The Application of PROBAST and Prevalence of Unfavorable Risk of Bias in Systematic Reviews of Prediction Models
2School of Public Health, Capital Medical University, Beijing, China
3School of Health Humanities, Peking University, Beijing, China
4College of Science, Wuhan University of Science and Technology, Wuhan, China
5Division of Pharmacoepidemiology and Clinical Pharmacology, Utrecht Institute for Pharmaceutical Sciences, Utrecht University, Utrecht, the Netherlands
Background: The Prediction Model Risk Of Bias ASsessment Tool (PROBAST) has been widely used for appraising prediction models in reviews since its publication.
Objectives: The study aimed to explore the problems when using PROBAST and investigate the prevalence of unfavorable risk of bias (ROB) in existing reviews.
Methods: Reviews in English were searched in PubMed and Web of Science up to April 17, 2022. Studies were eligible if they 1) used PROBAST; 2) included at least one model; and 3) reported ROB results. Two reviewers screened the search results independently, with disagreement resolved by discussion. Data were extracted by one reviewer and checked by another. The using details of PROBAST were collected, including use of the CHARMS Checklist, number of ROB evaluators, method of ROB evaluating, inter-rater agreement, and the reporting levels of PROBAST results. Number and percentage were calculated for different ROB of each domain and signaling question in all prediction models.

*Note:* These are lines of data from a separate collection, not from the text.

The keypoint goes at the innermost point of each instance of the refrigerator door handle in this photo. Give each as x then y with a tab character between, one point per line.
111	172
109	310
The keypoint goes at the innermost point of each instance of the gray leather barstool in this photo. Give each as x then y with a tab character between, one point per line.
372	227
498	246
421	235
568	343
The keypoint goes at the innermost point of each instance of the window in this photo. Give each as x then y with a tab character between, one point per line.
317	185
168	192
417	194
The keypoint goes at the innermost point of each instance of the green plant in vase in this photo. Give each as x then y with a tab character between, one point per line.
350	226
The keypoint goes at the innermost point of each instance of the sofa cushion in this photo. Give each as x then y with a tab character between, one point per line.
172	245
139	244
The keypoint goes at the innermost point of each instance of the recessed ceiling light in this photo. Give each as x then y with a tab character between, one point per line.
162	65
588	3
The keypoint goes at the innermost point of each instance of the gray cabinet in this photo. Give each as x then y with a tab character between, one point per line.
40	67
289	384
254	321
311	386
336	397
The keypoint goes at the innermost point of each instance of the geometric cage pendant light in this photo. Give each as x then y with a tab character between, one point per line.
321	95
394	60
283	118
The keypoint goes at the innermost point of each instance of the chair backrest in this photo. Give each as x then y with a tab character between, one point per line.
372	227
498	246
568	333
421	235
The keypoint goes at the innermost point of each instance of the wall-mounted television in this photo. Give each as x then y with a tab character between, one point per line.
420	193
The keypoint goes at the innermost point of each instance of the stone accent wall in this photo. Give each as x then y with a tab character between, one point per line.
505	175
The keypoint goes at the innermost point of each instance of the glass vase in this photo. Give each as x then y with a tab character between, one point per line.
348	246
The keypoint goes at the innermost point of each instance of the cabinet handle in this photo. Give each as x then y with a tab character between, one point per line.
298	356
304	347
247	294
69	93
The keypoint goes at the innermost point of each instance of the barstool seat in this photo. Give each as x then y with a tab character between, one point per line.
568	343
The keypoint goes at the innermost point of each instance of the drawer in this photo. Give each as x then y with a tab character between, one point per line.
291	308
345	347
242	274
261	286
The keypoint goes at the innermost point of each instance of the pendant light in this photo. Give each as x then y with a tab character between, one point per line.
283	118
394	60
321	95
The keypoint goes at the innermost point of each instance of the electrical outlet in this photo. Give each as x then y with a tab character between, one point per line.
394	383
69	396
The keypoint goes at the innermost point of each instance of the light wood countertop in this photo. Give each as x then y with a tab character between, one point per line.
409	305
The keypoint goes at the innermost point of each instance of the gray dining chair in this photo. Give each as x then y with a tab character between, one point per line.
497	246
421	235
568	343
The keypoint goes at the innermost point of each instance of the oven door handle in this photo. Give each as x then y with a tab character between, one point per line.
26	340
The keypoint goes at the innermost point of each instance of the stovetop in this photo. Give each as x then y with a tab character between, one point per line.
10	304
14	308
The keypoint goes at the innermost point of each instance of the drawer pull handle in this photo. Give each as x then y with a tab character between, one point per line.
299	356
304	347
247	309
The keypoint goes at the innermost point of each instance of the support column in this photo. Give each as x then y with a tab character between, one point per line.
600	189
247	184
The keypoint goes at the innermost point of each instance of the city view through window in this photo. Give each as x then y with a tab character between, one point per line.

Results: A total of 201 reviews and 9652 prediction models were included in the study. When using PROBAST, about 103 (51.2%) reviews didn’t use CHARMS checklist. About 84 (41.8%) and 81 (40.3%) reviews didn’t report the number of ROB evaluators and ROB evaluating methods. Within 192 reviews possibly assessing ROB by double check, about 182 (94.8%) didn’t report results of inter-rater agreement. For reporting levels of PROBAST results, about 16 (8.0%) reviews did not report ROB of individual prediction models. Within the rest 185 reviews, 151 (81.6%) reviews did not report ROB on signaling question level. For the results of PROBAST, the highest percentages of unfavorable ROB were reported in analysis domain (high:74.6% and unclear:10.4%, Figure 1). Furthermore, the signaling questions about missing data handle and model fitting reported the highest percentage of unfavorable ROB (high: 52.6% and unclear: 39.6%, Figure 2), respectively.
Conclusions:Inappropriate usage and inadequate reporting remained in many reviews when using PROBAST, and high prevalence of unfavorable ROB was observed. In the future, researchers should standardize the use and reporting of PROBAST, and improve the quality of prediction models when they develop, validate or update prediction models.
Patient, public and/or healthcare consumer involvement: No.